In the span of 5 days, Thursday through Monday, during his first week, U.S. Immigration and Customs Enforcement (ICE) said they made an average of 710 immigration arrests daily.
“ICE averaged 376 arrests a day in the government’s four fiscal years that align most closely with the first Trump administration, from 2017 to 2020,” AP said.
Numbers started spiking the Sunday after Trump’s Inauguration and some operations became highly publicized. Atlanta, Dallas, and most prominently Chicago, were some of the more publicized.
“Top Trump administration officials, including “border czar” Tom Homan and the acting deputy attorney general, visited Chicago on Sunday to witness the start of ramped-up immigration enforcement in the nation’s third-largest city as federal agencies touted arrests around the country,” AP said.
Chicago has some of the strongest sanctuary protections, baring cooperation between city police officers and immigration officers.

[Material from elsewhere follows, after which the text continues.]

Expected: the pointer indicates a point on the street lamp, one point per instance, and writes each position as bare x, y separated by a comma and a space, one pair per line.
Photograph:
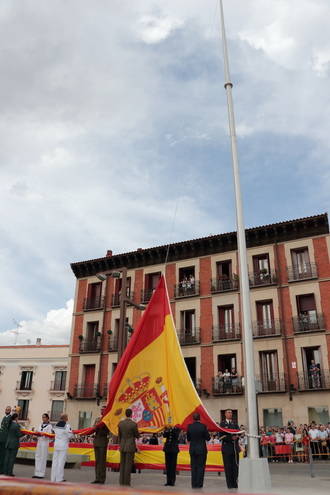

“Immigrant rights groups have tried to prepare for the aggressive crackdown with campaigns for immigrants to know their rights in case of an arrest. City officials have done the same, publishing similar information at public bus and train stations,” AP said.
Chicago Public Schools mistakenly believed ICE agents had come to a city elementary school before learning that it was the Secret Service.
“Word of immigration agents at a school — which have long been off limits to immigration agents until Trump ended the policy last week — drew swift criticism from community groups and Gov. JB Pritzker,” AP said.
Pritzker questioned the approach that is being made and is worried about immigrants who are law abiding.
“‘We need to get rid of the violent criminals. But we also need to protect people, at least the residents of Illinois and all across the nation, who are just doing what we hope that immigrants will do,’ Pritzker said Sunday on CNN’s ‘State of the Union.’,” AP said.
Trump has expanded his arrest limits to people who are here illegally, not just those with criminal convictions.
“He anticipates more enforcement in the next few weeks and believes Congress will approve funding for up to 80,000 beds, about double the current level,” AP said. “ICE needs the space to hold people while any legal proceedings play out and while it arranges deportations.”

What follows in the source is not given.